The geometry used for calculating the dose deposition kernel (DDK)

These parameters for 4–24 MV were provided in Ahnesjö’s (1989) paper. We produced the DDKs as image data based on Ahnesjö’s (1989) paper. Figure 12.6 shows DDKs for 4, 6, and 10 MV based on Ahnesjö’s (1989) model. The lateral scattering decreases as the voltages of the linac increase. In addition, the forward scattering increases, and the shape of the DDKs becomes narrow for high voltages.

Fig. 12.6

Dose deposition kernels (DDKs) for 4, 6, and 10 MV based on an Ahnesjö’s model

12.2.2 Convolution/Superposition Method

According to the PBC method, the heterogeneity of tissues in the directions of primary photons can be calculated using the WEPLs for all points based on the electron density scaling method.
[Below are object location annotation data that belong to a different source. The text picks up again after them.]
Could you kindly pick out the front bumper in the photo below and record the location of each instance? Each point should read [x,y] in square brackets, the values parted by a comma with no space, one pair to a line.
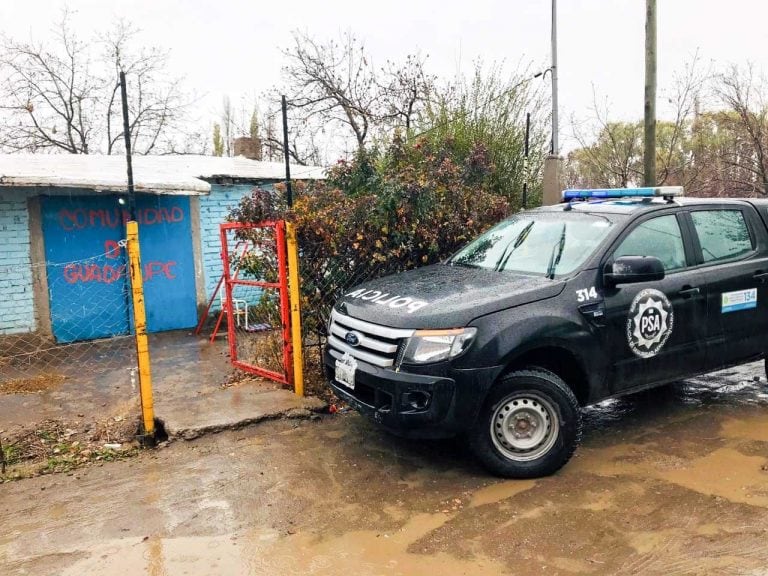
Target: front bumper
[454,397]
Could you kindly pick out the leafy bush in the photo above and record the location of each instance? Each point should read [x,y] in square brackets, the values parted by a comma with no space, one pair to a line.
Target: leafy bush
[381,212]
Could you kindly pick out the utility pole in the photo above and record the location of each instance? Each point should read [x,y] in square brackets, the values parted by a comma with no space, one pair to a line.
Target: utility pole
[649,155]
[288,190]
[551,187]
[555,128]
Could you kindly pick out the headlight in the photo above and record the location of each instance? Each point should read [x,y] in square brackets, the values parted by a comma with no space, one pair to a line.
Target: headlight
[434,345]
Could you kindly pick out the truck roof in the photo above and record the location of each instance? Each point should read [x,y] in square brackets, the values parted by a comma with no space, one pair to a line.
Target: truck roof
[633,205]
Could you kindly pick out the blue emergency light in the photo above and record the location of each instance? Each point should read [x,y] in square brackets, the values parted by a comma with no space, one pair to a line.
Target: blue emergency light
[607,193]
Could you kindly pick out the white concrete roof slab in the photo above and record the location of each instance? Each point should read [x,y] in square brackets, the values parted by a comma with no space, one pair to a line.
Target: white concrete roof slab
[181,174]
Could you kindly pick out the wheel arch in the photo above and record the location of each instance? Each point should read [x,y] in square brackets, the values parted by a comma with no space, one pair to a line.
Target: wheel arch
[560,361]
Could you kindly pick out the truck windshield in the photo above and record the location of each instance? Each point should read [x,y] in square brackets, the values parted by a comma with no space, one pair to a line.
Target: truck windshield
[536,243]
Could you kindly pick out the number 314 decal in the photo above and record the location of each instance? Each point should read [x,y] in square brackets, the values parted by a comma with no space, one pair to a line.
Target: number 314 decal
[586,294]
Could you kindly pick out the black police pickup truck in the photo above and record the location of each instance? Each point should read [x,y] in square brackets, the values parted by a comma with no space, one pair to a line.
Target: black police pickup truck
[611,292]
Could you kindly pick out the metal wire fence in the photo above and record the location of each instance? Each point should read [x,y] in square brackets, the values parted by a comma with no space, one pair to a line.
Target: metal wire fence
[76,328]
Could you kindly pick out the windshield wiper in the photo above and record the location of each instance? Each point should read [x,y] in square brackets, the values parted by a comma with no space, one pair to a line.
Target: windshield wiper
[519,239]
[557,253]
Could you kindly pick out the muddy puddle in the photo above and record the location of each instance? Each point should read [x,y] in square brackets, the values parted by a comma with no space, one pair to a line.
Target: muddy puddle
[673,481]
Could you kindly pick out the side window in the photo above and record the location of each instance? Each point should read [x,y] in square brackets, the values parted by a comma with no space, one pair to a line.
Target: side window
[659,237]
[723,234]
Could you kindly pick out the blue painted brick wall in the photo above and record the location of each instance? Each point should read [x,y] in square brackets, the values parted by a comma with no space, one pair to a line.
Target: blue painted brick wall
[17,312]
[214,209]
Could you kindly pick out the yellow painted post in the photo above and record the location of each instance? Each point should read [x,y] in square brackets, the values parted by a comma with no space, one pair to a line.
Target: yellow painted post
[295,304]
[140,327]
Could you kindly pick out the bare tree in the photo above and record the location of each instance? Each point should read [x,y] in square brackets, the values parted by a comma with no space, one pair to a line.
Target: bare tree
[65,96]
[404,90]
[333,88]
[156,102]
[743,92]
[50,96]
[612,155]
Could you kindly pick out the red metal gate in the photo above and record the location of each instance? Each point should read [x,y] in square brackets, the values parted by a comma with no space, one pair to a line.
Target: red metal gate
[254,260]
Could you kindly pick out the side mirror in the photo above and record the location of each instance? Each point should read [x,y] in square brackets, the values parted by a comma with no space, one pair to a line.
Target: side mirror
[630,269]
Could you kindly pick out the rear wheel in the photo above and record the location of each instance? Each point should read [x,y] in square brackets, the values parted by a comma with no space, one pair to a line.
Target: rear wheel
[529,426]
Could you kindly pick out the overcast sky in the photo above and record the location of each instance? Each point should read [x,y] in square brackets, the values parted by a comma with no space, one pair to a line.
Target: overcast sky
[233,46]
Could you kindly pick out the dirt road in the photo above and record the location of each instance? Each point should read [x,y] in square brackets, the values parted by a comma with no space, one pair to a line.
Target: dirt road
[673,481]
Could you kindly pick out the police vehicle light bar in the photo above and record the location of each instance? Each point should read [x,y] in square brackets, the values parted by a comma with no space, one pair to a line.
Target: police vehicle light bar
[604,193]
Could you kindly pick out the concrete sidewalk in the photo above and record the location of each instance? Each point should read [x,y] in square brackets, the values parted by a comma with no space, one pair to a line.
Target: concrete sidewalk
[192,394]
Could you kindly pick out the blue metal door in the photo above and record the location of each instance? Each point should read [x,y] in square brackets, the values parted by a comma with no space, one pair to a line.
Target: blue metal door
[87,284]
[86,268]
[165,234]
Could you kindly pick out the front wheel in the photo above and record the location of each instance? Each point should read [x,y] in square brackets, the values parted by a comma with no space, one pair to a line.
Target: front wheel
[530,425]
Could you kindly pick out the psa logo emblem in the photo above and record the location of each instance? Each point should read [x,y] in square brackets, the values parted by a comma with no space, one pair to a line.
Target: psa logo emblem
[650,323]
[352,338]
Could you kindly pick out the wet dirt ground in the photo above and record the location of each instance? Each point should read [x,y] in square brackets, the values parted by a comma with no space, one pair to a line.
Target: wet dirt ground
[671,481]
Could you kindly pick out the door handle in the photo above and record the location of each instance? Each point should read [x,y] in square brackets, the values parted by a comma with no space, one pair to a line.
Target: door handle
[689,291]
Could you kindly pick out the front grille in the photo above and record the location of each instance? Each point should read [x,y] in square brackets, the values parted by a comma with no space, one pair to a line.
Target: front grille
[377,345]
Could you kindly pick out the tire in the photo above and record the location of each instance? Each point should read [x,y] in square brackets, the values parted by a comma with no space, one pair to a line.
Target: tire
[547,420]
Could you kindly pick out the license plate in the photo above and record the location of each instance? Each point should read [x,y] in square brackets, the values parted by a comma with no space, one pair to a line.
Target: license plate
[345,371]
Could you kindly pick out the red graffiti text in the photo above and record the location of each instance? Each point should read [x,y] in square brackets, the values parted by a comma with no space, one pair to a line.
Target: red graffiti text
[107,273]
[81,218]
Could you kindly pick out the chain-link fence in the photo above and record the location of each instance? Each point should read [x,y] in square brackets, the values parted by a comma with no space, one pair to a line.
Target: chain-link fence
[66,321]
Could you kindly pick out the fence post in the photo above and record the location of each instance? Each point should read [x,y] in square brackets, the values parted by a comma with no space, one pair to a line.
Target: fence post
[140,328]
[295,300]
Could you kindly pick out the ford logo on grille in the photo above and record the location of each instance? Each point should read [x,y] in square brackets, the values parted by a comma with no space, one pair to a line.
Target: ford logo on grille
[352,339]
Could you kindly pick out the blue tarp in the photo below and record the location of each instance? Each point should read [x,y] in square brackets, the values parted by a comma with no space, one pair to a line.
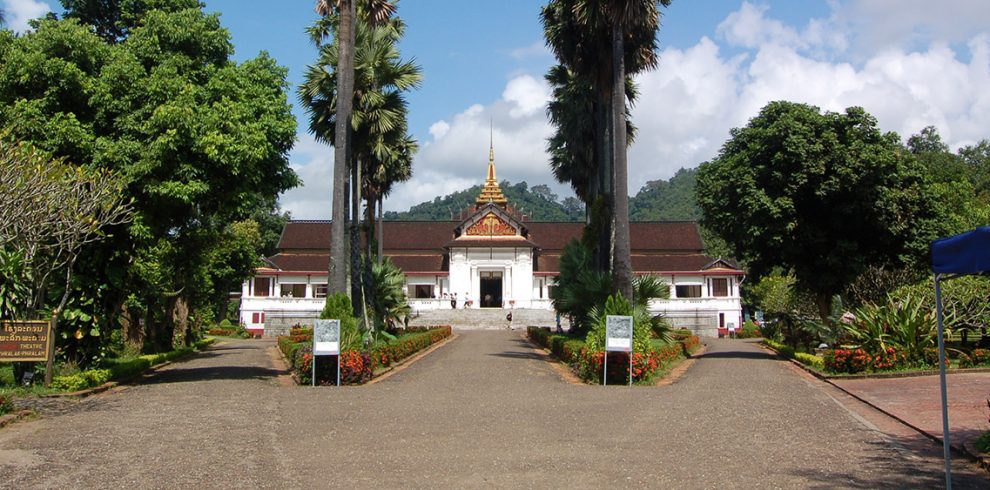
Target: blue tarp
[966,253]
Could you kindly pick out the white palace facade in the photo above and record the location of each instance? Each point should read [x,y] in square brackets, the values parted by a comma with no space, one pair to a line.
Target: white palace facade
[493,258]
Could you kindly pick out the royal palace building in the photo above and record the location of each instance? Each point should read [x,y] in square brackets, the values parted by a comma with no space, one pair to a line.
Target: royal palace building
[492,259]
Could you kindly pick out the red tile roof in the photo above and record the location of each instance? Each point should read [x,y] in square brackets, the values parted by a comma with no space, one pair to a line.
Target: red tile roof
[418,246]
[319,263]
[643,236]
[494,241]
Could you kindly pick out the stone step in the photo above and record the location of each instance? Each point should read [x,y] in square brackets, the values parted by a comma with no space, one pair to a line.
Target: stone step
[486,318]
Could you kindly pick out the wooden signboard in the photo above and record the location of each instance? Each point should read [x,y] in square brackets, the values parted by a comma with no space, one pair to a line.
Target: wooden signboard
[26,341]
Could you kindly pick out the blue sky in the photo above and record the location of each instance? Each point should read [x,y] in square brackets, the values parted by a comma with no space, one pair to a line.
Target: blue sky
[909,63]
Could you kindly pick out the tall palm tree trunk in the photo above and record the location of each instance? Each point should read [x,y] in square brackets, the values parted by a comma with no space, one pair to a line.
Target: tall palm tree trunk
[341,150]
[621,260]
[380,224]
[355,238]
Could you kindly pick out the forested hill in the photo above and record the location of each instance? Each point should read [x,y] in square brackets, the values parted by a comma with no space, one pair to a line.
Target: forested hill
[667,200]
[538,203]
[658,200]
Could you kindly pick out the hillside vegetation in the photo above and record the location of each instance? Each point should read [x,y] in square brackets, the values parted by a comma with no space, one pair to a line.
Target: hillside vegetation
[658,200]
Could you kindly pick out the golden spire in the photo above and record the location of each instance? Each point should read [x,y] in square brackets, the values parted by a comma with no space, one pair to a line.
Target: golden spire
[491,192]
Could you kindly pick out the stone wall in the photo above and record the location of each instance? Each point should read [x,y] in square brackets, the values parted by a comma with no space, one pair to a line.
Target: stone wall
[279,323]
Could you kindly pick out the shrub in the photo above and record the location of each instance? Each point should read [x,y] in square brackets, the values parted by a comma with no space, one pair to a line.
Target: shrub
[6,404]
[848,361]
[810,360]
[749,331]
[338,306]
[978,357]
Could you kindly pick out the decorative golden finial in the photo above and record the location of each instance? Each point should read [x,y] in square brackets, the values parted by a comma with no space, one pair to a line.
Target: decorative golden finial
[492,192]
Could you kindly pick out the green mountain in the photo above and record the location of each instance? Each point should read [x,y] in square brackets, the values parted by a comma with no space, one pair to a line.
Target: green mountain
[538,203]
[658,200]
[667,200]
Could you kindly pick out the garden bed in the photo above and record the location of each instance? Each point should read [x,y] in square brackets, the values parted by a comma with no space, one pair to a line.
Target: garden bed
[856,364]
[114,369]
[356,366]
[647,366]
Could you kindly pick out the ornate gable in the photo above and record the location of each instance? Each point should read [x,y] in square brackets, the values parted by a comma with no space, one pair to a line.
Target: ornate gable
[491,220]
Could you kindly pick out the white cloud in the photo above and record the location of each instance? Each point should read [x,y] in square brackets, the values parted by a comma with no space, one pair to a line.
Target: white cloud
[457,156]
[313,161]
[687,106]
[528,94]
[535,50]
[881,24]
[19,12]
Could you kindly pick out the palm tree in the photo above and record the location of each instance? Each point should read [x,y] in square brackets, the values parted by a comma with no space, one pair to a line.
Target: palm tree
[627,16]
[381,150]
[379,11]
[602,43]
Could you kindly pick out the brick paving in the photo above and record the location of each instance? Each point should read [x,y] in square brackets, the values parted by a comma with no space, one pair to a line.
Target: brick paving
[485,410]
[917,401]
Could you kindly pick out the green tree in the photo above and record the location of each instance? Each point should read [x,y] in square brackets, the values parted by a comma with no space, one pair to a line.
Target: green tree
[822,195]
[599,44]
[382,149]
[379,11]
[201,142]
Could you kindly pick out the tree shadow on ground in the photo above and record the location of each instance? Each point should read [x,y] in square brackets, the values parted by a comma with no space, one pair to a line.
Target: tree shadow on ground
[523,350]
[736,355]
[923,458]
[214,373]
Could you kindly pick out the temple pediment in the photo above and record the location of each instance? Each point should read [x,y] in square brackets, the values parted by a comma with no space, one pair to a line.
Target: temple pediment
[491,220]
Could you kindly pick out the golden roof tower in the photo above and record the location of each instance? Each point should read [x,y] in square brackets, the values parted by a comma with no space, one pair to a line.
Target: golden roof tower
[491,192]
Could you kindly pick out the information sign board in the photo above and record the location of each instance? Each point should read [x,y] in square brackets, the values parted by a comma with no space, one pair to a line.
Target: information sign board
[618,333]
[24,340]
[326,337]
However, the heterogeneity of tissues in the other directions can be ignored because of the fact that the homogeneity DDKs in the water, as expressed by Eqs. (12.9) and (12.10), are convolved in Eq. (12.1). Therefore, according to the convolution/superposition method, the DDK is modeled by considering the heterogeneity based on the electron density scaling method (Sharpe and Battista 1993; McNutt et al. 1996a, b; Liu et al. 1997). Figure 12.7 shows an illustration of the dose calculation differences between the PBC and convolution/superposition methods. The basic concept used in calculating the dose distributions for the convolution/superposition method is equal to that of the PBC method, except the modeling of the DDK. More specifically, the DDK used in the convolution/superposition method can be expressed by

$K^{\prime}\left(\mathbf{r}-\boldsymbol{\uptau} \right)=\frac{A_{\theta}{\mathrm{e}}^{-{a}_{\theta}{l}_w}+{B}_{\theta}{\mathrm{e}}^{-{b}_{\theta}{l}_w}}{l_w^2},$

(12.11)

where

${l}_w= W\left(\mathbf{r}-\boldsymbol{\uptau} \right).$

(12.12)

Fig. 12.7

An illustration of the dose calculation differences between the pencil beam convolution (PBC) method and the convolution/superposition method

In order to model the DDK in the convolution/superposition method, the WEPL between the interaction point and the deposition point is required (instead of the physical distance); that is because the heterogeneity (i.e., variation in the relative electron density) must be considered. Although the dose distributions calculated by considering the heterogeneity in all directions are more accurate (as compared to the PBC method), it should be noted that the dose calculation is time-consuming because of the fact that the DDK must be modeled for each point.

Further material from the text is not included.